Revista Científica
versión impresa ISSN 0798-2259
Resumen
GONZALEZ VILLALOBOS, Decio Martín et al. Analysis of Three Statistical Procedures to Evaluate Growth in Crossbred Heifer Under Different Nutritional Levels.. Rev. Cient. (Maracaibo) [online]. 2007, vol.17, n.2, pp.136-142. ISSN 0798-2259.
There are investigations where variables are measured in periods of time on the same animal.
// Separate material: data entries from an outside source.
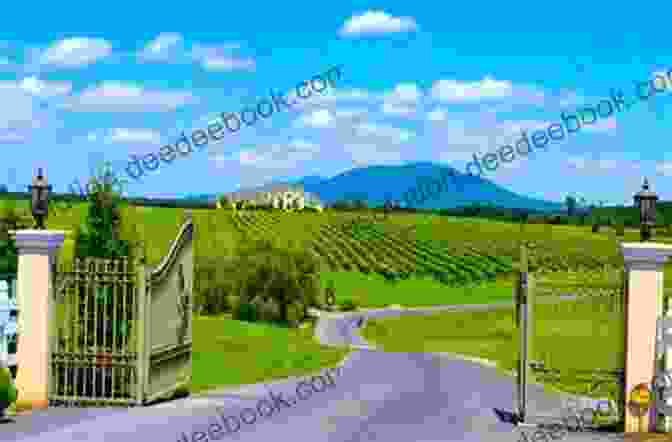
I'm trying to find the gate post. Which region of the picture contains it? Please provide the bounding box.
[12,230,65,410]
[621,242,672,432]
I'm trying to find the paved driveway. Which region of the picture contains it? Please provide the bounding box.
[3,300,623,441]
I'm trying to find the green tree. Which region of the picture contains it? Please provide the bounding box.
[232,240,321,326]
[565,195,576,217]
[218,195,234,209]
[74,162,130,258]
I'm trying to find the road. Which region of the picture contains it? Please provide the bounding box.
[4,299,623,441]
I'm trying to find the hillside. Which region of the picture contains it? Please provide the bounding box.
[197,163,564,212]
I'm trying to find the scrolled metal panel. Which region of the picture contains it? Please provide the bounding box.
[50,257,139,406]
[655,317,672,416]
[148,220,193,284]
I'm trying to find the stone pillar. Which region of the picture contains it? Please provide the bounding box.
[12,230,65,410]
[621,242,672,432]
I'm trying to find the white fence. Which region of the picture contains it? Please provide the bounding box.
[0,279,17,371]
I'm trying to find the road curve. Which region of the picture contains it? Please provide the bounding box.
[5,299,623,441]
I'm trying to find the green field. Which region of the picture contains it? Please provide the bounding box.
[362,296,624,400]
[191,314,348,394]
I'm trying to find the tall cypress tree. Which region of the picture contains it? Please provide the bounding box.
[75,162,130,258]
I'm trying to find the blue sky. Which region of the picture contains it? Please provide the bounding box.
[1,1,671,205]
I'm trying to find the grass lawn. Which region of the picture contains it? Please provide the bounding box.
[191,314,349,394]
[361,296,624,400]
[321,271,516,308]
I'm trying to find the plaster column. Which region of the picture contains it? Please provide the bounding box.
[621,242,672,432]
[12,230,65,410]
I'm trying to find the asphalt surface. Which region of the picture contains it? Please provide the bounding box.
[3,298,624,441]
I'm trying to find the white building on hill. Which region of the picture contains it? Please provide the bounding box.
[224,185,322,211]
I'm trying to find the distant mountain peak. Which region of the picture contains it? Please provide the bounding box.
[184,162,562,211]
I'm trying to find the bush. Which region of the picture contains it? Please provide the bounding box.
[227,294,240,314]
[231,240,321,327]
[615,224,625,237]
[258,297,281,322]
[339,299,358,312]
[234,302,258,322]
[285,301,305,327]
[197,287,232,315]
[0,364,17,413]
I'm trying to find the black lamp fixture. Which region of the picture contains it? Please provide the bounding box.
[28,168,52,230]
[634,178,658,242]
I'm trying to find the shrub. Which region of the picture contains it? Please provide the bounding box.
[231,240,321,327]
[339,299,358,312]
[615,224,625,237]
[0,217,18,276]
[234,302,258,322]
[0,363,17,414]
[285,301,305,327]
[258,298,281,322]
[227,294,240,314]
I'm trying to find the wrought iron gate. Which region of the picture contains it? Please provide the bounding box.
[516,243,625,430]
[51,257,138,406]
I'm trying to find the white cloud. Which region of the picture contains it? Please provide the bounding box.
[287,138,319,152]
[40,37,113,67]
[200,56,255,71]
[387,83,421,103]
[427,108,447,121]
[497,120,550,136]
[557,90,587,107]
[566,155,641,175]
[381,102,415,116]
[294,109,335,128]
[334,108,368,119]
[18,76,72,97]
[345,143,404,166]
[103,128,162,144]
[61,81,195,112]
[431,76,514,102]
[357,123,414,142]
[223,139,320,170]
[339,11,419,37]
[0,83,45,130]
[380,83,420,116]
[139,33,184,61]
[294,88,374,110]
[567,156,588,170]
[137,34,253,71]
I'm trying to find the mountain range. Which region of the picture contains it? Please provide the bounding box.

This type of information should be analyzed statistically trough three ways: univariate analyses with the RANDOM statement of the GLM procedure; univariate or multivariate analysis with the method of lineal transformations with the REPEATED statement of the GLM; and with mixed models of covariance with the MIXED procedure. With the objective of evaluating these three statistical methods and to know the most precise, biweekly live weight coming from a rehearsal carried out located in the Tachira State, Venezuela (topical damp woods) was analyzed during 7 weeks, where 30 crossbred heifers with an average weight and age of 176.9 ± 24.6 Kg and 17.22 ± 2.23 months respectively, were randomly distributed between three groups: (1) control, (2) balanced commercial feed, and (3) Flour of Gliricidia sepium with flour of corn and molasses. It was modeled covariance structures, comparing the GLM procedure with its RANDOM and REPEATED statements vs. the MIXED procedure in its CS, UN and AR1 options, of the statistical package SAS. As dependent variable it was studied the weight of the heifers during the assay period and as independent variables the supplementation group, the period and the linear interaction among both. When carrying out the analysis of variance using the most suitable structure of errors, it can be conclude that there was a significant interaction between treatment and period (P<0.01), and that is to say that the curves of growth spread unless parallel. Results indicate that the best fitting analysis is the Proc MIXED with the AR1 option, since it allows to adjust the covariance womb.
Palabras clave : Growth; repeated measures; statistical comparison; heifers.